Meta has warned employees that installing OpenClaw on work devices is strictly prohibited, with those who do so anyway reportedly facing termination. Microsoft’s Defender Security Research Team put it bluntly: “OpenClaw should be treated as untrusted code execution with persistent credentials. It is not appropriate to run on a standard personal or enterprise workstation.”
The agentic AI security problem is structural
The risks here are not the product of sloppy coding that patches will eventually fix. They are intrinsic to what agentic AI is designed to do. Researchers describe a “lethal trifecta”: AI agents with access to private data, the ability to communicate externally, and the ability to ingest untrusted content.
OpenClaw, by design, ticks all three boxes. “The more access you give them, the more fun and interesting they’re going to be — but also the more dangerous,” said Colin Shea-Blymyer, a research fellow at Georgetown’s Centre for Security and Emerging Technology. The same autonomy that makes the tool compelling is what makes it a liability in enterprise environments.
According to CrowdStrikeif employees deploy OpenClaw on corporate machines connected to enterprise systems and leave it misconfigured, it can be turned into an AI backdoor capable of taking instructions from adversaries. To make it worse, traditional security tooling offers little protection.

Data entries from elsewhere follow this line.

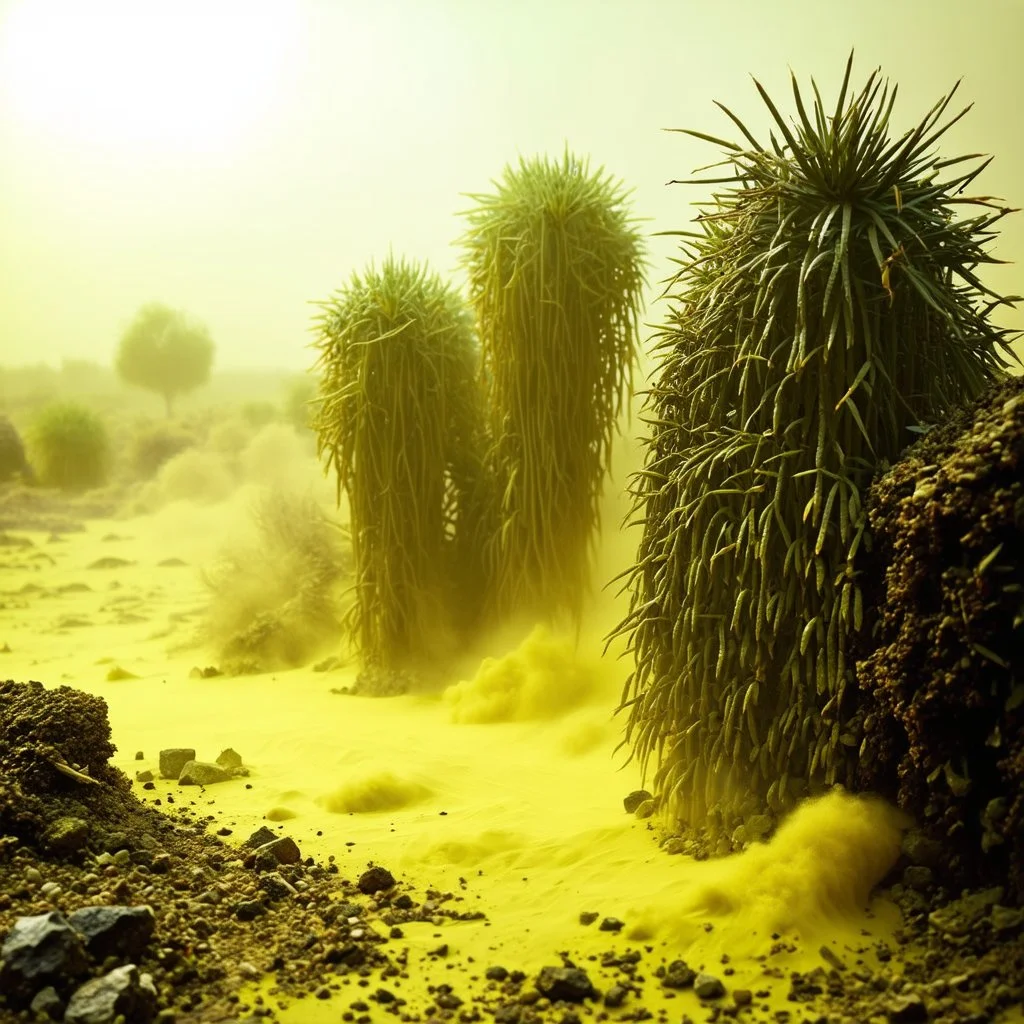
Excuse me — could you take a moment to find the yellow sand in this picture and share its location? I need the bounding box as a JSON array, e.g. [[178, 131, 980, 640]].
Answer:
[[0, 452, 987, 1024]]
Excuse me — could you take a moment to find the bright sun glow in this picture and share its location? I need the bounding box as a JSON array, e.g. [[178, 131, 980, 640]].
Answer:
[[0, 0, 299, 155]]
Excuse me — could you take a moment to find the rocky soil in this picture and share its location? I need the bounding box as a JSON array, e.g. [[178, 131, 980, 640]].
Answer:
[[0, 682, 1024, 1024]]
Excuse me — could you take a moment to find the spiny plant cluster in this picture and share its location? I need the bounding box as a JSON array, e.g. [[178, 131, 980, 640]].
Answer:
[[620, 58, 1008, 825], [314, 259, 480, 668], [463, 152, 644, 615], [313, 153, 643, 678]]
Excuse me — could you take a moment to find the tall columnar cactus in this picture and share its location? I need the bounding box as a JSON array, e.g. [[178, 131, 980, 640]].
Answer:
[[620, 56, 1011, 824], [463, 153, 643, 615], [313, 259, 486, 670]]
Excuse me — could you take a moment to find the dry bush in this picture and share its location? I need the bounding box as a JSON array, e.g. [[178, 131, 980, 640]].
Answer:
[[204, 490, 351, 675]]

Endpoint security sees processes running but cannot interpret agent behaviour; network tools see API calls but cannot distinguish legitimate automation from compromise; identity systems see OAuth grants but do not flag AI agent connections as unusual.

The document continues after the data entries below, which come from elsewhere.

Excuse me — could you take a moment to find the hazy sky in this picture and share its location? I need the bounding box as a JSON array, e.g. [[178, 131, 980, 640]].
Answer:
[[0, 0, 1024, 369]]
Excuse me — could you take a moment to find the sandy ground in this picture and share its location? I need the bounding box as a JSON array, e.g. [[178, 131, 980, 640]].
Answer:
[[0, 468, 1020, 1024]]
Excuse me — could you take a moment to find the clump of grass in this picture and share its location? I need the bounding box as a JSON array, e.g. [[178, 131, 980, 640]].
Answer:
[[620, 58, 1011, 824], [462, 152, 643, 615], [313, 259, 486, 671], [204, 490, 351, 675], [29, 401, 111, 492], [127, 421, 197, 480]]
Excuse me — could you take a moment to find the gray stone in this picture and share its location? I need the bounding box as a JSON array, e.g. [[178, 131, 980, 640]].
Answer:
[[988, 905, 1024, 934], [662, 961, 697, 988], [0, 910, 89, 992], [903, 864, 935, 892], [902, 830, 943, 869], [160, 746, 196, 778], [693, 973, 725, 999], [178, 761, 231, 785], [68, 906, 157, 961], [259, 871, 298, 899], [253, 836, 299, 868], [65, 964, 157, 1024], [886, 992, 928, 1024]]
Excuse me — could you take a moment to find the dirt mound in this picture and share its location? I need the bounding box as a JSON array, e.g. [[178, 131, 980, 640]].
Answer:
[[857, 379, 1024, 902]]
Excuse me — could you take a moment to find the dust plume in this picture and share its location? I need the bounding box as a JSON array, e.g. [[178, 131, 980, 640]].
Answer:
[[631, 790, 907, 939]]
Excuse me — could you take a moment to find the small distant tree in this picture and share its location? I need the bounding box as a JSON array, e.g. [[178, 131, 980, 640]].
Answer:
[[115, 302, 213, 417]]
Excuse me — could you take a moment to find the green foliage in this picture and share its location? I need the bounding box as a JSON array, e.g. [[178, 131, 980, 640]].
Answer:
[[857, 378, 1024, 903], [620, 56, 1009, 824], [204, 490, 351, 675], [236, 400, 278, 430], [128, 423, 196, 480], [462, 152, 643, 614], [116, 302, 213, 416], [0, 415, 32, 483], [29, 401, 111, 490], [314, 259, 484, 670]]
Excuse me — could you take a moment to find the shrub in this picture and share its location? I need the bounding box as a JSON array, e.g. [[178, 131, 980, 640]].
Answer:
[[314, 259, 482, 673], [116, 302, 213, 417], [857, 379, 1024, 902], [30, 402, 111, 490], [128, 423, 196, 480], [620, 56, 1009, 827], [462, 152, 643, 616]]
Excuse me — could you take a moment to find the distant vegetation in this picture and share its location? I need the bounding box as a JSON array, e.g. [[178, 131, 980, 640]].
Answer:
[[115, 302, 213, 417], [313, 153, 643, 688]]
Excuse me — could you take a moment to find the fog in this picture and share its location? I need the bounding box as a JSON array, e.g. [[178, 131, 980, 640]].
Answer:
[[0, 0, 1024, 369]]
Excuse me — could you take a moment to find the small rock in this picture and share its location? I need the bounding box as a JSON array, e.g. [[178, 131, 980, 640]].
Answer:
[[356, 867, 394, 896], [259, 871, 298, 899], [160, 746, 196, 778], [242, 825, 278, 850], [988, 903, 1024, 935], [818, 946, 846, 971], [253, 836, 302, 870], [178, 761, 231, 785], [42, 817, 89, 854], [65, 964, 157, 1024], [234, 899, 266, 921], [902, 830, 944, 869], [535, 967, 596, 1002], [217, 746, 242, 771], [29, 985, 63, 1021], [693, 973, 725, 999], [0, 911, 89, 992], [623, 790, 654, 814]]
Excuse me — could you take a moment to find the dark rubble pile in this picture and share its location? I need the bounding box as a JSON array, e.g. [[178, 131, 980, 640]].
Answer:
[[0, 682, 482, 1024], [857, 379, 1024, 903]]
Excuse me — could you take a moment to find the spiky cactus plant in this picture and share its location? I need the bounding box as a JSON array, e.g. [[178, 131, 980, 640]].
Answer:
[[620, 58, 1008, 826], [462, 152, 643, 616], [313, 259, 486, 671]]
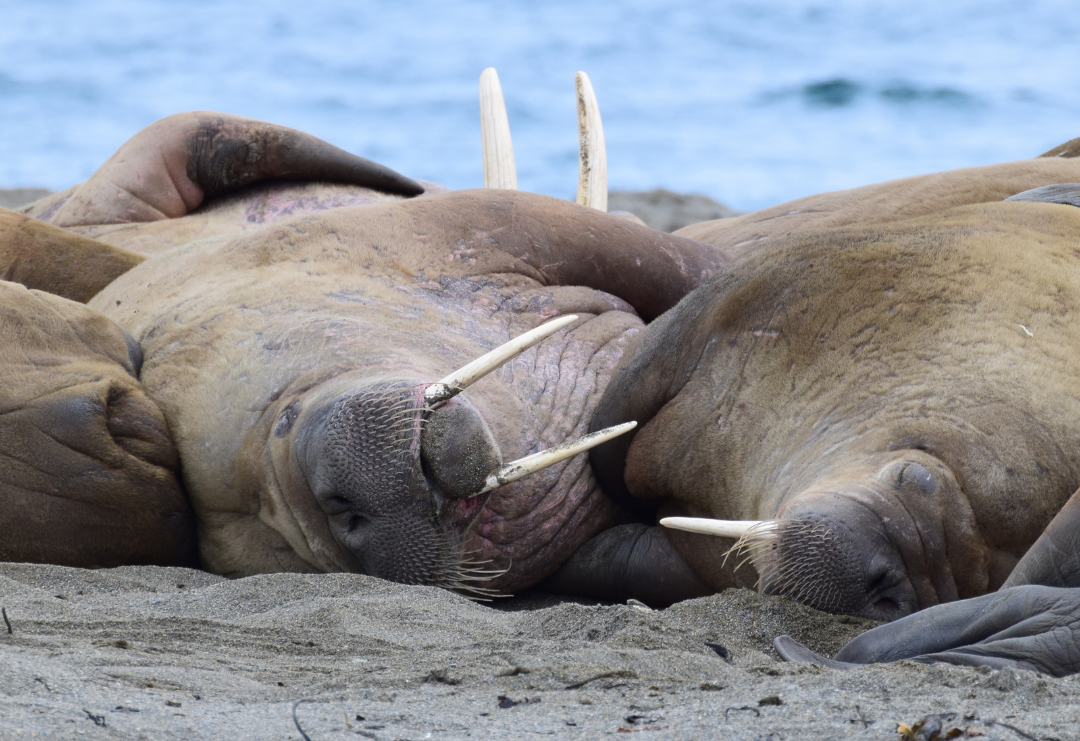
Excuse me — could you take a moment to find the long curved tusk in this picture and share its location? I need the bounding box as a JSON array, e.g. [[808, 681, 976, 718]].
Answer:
[[423, 314, 578, 406], [480, 67, 517, 190], [573, 72, 607, 211], [476, 422, 637, 495], [660, 517, 777, 539]]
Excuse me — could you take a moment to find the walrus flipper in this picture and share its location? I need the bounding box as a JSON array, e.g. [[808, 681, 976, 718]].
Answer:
[[1005, 183, 1080, 206], [774, 491, 1080, 676], [50, 111, 423, 227], [537, 524, 713, 607], [0, 208, 146, 304]]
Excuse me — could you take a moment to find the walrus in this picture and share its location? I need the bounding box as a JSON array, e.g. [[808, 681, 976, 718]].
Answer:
[[0, 280, 198, 567], [675, 139, 1080, 255], [0, 112, 438, 567], [587, 193, 1080, 620], [82, 190, 724, 591], [6, 85, 725, 595]]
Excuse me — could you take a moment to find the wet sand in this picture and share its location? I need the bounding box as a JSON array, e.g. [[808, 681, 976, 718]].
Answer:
[[0, 564, 1080, 741]]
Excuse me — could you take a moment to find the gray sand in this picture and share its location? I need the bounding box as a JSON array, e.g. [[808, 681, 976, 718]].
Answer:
[[0, 184, 1067, 741], [0, 564, 1080, 741], [608, 188, 739, 231]]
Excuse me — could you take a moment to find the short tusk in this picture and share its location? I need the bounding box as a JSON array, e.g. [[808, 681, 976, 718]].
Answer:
[[423, 314, 578, 406], [573, 72, 607, 211], [476, 422, 637, 495], [660, 517, 777, 538], [480, 67, 517, 190]]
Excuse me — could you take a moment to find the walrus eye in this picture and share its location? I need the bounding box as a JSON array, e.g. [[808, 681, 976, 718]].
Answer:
[[894, 461, 937, 495], [273, 402, 300, 437]]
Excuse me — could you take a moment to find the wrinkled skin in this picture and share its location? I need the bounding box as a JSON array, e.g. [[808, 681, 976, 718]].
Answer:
[[0, 113, 438, 567], [0, 280, 198, 567], [593, 197, 1080, 620], [774, 493, 1080, 676], [91, 191, 724, 591]]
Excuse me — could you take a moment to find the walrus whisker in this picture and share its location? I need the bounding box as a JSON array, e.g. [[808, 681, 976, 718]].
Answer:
[[474, 422, 637, 496], [423, 314, 578, 408], [480, 67, 517, 190], [573, 72, 607, 211]]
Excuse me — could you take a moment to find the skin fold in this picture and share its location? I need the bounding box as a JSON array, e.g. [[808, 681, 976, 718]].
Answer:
[[0, 280, 198, 567], [92, 190, 724, 591]]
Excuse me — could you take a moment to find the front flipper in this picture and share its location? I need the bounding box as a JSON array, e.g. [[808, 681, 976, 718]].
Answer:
[[774, 491, 1080, 676], [773, 584, 1080, 676], [49, 111, 423, 227], [0, 208, 146, 304], [537, 524, 714, 607]]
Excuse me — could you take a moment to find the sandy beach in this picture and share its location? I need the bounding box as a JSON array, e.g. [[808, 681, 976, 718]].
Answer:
[[0, 564, 1080, 741]]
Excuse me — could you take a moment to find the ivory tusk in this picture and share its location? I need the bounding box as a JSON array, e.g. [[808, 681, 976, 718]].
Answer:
[[476, 422, 637, 496], [573, 72, 607, 211], [480, 67, 517, 190], [423, 314, 578, 406], [660, 517, 777, 539]]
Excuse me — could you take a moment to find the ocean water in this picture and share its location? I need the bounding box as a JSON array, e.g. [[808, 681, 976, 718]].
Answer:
[[0, 0, 1080, 210]]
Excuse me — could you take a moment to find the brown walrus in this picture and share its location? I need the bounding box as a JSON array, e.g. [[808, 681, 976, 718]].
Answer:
[[82, 190, 724, 590], [586, 193, 1080, 620], [675, 139, 1080, 254], [0, 113, 423, 567]]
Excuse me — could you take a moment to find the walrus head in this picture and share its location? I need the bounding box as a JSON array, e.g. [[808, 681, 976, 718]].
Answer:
[[252, 315, 634, 595], [737, 450, 986, 620], [0, 281, 198, 567]]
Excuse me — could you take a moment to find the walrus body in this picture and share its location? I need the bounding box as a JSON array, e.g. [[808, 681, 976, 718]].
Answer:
[[82, 191, 723, 590], [593, 197, 1080, 620], [0, 280, 198, 566]]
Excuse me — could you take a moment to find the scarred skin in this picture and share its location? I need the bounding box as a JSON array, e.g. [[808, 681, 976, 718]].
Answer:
[[84, 191, 724, 591], [0, 280, 198, 567]]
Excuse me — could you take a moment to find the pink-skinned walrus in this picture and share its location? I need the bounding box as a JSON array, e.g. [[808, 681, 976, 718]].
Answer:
[[10, 98, 725, 593]]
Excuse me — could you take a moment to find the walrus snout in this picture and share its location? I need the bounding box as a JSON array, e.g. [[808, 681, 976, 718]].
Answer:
[[757, 494, 919, 620], [287, 377, 499, 590], [420, 396, 502, 499]]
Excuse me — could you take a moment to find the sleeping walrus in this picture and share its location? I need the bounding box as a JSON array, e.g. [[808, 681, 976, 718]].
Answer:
[[6, 91, 725, 590], [583, 186, 1080, 620]]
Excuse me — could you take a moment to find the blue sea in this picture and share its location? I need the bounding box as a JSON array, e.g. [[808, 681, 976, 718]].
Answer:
[[0, 0, 1080, 210]]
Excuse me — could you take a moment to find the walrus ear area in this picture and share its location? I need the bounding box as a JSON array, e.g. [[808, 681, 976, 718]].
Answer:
[[0, 282, 197, 567], [51, 111, 423, 227], [0, 208, 146, 304], [419, 189, 728, 320], [1039, 137, 1080, 159], [1005, 183, 1080, 206]]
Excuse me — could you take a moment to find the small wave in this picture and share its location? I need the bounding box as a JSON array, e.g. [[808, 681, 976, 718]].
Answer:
[[761, 77, 978, 108]]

A Gartner report has characterised OpenClaw as “a dangerous preview of agentic AI, demonstrating high utility but exposing enterprises to ‘insecure by default’ risks like plaintext credential storage.”
What the bans are actually telling us
It would be easy to read the wave of restrictions as a story about one controversial tool. The more relevant reading, for enterprise decision-makers in Asia and beyond, is that agentic AI security has no established playbook yet–and the tools are arriving faster than the governance frameworks designed to manage them.
China’s approach illustrates the tension at the heart of this moment: Beijing is simultaneously promoting AI adoption through its national “AI plus” strategy while scrambling to guard against the data and infrastructure risks that come with it. That same tension exists in boardrooms across Southeast Asia, where appetite for AI-driven productivity is high and formal AI security policy is, in most cases, still being written.
Ben Seri, co-founder and CTO of Zafran Security, acknowledged to Fortune that there is little chance of containing user curiosity–but noted that enterprise companies will be much slower to adopt systems that are difficult to control. The problem is that enterprise adoption may not be a deliberate decision at all.
Shadow deployments, where employees connect personal AI tools to corporate Slack channels, email accounts, and internal systems without telling the security team, are already happening.
OpenClaw’s developer, Peter Steinberger, responded quickly to disclosed vulnerabilities, shipping over 40 fixes in a single release and patching the critical ClawJacked flaw within 24 hours of disclosure. That responsiveness is commendable. But as Sophos noted, it does not resolve the underlying architecture: truly empowered agentic AI is arriving fast and will creep into mission-critical workflows before robust ways to secure it exist.
The question enterprises need to be asking is not whether to allow OpenClaw specifically. It is whether they have any visibility at all into the agentic AI already running across their infrastructure and what authority those systems have been quietly handed.